I. Tabet. Development and Quantitative Analysis of Automatic Electrical Impedance Tomography Signal Component Detection and Separation Algorithms. Institute of Biomedical Engineering, Karlsruhe Institute of Technology (KIT). Bachelorarbeit. 2019
Abstract:
Pulmonary diseases are responsible for over 3 million deaths per year worldwide and more people are currently suffering from underdiagnosed pulmonary diseases. A proper diagnosis of pulmonary diseases requires an adequate respiratory monitoring. With the electrical impedance tomography (EIT) it is already possible to visualize the distribution of air inside the lungs and even the estimation of pulmonary perfusion by the use of the indicator dilution theory provides promising results. For perfusion estimation, a bolus of saline solution is injected to monitor the impedance changes caused by the higher conductivity of the injected indicator.
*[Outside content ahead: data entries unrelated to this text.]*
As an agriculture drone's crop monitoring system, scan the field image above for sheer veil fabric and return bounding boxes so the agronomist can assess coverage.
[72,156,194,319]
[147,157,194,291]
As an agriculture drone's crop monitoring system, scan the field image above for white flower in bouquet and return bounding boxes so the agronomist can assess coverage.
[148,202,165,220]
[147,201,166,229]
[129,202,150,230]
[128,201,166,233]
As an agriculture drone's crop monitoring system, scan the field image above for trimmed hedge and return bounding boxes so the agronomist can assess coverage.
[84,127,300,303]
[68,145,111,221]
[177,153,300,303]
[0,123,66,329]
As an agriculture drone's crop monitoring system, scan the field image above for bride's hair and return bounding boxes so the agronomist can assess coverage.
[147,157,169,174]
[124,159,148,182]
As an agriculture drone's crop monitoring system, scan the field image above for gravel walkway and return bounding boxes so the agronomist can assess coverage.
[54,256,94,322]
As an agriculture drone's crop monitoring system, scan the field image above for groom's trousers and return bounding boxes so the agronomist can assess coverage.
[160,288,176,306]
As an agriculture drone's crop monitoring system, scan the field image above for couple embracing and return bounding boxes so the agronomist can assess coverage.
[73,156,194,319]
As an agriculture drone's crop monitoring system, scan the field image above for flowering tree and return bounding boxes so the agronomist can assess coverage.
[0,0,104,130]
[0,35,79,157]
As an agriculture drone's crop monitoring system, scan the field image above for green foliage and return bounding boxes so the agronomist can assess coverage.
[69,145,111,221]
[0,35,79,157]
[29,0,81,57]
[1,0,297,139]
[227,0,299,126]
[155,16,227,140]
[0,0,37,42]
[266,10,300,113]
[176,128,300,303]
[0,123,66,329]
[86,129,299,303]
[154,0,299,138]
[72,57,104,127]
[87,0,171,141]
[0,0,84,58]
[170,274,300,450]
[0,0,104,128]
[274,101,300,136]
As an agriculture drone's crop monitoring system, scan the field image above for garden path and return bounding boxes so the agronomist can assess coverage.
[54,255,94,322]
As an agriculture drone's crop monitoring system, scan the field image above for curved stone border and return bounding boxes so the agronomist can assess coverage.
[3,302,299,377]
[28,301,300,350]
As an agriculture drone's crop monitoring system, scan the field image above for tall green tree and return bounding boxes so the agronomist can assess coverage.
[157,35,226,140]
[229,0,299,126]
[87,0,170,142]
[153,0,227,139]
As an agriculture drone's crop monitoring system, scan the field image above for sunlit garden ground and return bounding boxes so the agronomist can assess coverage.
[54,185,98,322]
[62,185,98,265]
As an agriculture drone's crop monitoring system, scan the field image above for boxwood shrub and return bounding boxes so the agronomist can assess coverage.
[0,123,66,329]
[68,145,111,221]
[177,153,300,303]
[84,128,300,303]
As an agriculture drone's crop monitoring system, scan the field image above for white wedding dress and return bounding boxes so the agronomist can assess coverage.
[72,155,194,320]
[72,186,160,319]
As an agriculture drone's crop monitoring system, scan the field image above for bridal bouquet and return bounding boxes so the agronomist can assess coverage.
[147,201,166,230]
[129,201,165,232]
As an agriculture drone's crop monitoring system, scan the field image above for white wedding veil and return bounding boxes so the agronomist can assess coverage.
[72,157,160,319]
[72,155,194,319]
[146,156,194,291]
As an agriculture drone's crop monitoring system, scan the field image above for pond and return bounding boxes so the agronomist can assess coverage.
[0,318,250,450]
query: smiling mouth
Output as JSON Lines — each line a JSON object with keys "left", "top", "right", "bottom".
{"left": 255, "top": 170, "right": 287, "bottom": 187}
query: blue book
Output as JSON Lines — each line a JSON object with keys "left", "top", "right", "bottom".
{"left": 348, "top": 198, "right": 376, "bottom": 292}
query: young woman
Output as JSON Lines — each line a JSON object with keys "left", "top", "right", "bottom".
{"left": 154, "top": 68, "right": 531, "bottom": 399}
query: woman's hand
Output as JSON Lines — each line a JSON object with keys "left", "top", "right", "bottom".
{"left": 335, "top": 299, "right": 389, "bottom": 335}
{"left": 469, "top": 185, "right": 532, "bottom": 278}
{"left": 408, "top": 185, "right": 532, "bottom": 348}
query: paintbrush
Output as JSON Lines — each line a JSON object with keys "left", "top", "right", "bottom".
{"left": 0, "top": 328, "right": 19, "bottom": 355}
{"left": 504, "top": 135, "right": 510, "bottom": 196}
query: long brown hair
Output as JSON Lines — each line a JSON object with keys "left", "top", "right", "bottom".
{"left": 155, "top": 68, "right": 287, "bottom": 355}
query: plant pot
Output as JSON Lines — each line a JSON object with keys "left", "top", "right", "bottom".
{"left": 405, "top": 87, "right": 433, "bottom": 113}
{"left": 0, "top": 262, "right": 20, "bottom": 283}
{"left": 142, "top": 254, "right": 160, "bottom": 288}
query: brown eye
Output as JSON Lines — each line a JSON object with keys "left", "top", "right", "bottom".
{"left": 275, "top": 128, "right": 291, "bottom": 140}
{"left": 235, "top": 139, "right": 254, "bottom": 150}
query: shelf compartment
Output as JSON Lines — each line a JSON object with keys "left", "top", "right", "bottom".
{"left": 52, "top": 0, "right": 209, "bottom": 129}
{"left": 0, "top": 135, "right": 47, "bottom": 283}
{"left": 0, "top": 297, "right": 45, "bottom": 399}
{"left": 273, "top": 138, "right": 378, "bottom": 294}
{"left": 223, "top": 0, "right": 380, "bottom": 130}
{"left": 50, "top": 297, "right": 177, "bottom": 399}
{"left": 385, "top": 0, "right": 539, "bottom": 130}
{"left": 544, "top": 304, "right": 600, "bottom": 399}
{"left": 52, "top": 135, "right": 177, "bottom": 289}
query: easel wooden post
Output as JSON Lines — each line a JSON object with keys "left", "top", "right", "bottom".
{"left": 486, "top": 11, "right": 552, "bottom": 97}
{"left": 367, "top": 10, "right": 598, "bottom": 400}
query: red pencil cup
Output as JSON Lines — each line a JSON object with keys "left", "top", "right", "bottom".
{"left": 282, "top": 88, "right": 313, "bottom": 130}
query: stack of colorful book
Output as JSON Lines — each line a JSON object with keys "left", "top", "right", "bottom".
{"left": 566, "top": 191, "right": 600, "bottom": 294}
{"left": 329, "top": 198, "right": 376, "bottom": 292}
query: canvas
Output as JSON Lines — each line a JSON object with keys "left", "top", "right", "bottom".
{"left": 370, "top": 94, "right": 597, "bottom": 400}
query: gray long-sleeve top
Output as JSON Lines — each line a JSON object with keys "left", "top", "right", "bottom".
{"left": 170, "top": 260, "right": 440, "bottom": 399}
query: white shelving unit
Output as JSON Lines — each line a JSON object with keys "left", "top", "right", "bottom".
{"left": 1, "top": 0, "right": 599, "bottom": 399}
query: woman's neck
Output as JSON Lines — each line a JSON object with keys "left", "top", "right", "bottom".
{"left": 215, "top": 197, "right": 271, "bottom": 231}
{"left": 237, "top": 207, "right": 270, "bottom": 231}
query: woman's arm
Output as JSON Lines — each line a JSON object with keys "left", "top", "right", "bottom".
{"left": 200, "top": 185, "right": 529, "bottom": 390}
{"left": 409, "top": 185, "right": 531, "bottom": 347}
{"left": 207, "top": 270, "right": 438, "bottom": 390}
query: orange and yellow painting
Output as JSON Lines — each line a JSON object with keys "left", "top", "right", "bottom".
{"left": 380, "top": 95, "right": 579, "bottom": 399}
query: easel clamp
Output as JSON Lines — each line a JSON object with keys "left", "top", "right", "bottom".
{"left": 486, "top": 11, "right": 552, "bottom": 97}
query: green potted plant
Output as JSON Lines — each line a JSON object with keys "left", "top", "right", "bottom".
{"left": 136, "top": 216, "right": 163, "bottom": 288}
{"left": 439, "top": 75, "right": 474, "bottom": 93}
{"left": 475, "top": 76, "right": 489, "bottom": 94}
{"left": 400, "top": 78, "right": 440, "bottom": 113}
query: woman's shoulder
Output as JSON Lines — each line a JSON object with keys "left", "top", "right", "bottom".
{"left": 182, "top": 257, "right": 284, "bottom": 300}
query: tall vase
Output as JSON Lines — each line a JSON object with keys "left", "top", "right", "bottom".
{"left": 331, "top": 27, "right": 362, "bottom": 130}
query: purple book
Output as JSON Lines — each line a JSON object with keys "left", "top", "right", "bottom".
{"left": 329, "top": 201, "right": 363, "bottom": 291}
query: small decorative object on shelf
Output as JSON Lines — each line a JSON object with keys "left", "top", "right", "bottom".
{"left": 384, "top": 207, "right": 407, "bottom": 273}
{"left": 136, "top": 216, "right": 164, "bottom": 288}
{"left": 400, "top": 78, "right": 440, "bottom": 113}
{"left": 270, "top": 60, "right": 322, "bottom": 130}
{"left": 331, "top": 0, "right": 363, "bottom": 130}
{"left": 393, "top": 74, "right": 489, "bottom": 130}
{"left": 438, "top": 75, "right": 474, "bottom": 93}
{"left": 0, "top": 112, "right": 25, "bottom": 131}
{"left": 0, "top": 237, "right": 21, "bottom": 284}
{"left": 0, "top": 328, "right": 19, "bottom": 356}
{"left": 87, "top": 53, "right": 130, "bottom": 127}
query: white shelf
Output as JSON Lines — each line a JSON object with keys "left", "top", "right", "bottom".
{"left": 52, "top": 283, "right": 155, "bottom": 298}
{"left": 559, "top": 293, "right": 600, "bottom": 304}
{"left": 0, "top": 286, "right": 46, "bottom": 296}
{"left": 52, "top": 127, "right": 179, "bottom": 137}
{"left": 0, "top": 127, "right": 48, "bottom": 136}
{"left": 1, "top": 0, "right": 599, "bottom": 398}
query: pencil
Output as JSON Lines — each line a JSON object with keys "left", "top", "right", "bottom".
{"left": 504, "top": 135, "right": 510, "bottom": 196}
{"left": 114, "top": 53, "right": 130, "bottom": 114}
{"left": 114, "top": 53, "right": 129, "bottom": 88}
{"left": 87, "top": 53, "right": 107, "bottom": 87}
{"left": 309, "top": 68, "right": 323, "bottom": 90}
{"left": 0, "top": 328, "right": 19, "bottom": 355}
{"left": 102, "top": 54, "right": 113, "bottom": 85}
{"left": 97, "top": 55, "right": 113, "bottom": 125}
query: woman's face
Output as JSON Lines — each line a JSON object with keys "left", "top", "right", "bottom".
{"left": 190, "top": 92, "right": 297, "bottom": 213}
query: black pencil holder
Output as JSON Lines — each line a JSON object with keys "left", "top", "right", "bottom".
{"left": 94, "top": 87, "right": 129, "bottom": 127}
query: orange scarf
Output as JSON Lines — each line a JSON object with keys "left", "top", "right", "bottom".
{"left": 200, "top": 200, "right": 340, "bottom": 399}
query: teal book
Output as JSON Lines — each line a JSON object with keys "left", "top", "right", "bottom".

However, this has only been shown for measurements in absence of respiration so far which requires a potentially strenuous ventilatory hold. This thesis deals with the detection of bolus signals during mechanical ventilation and their separation from respiration, which might further allow for a clinically more accepted method. The bolus detection was realized using a matched filter (MF) approach and evaluated on measured data with regard to sensitivity and specificity. Synthetic EIT signals were generated and used to analyze a separation based on frequency filtering. The separation quality was investigated using multiple error and similarity measures to compare original and separated signals. The automatic bolus detection algorithm provided satisfying results with a sensitivity over 96 % and specificity of 92 % for bolus injections with 5 % NaCl concentration. Further- more, the separation of those signals yielded correlation coefficients greater 0.94. However, morphological signal parameter differed between bolus signals before and after separation, which could lead to a misinterpretation of EIT indicator perfusion measurements.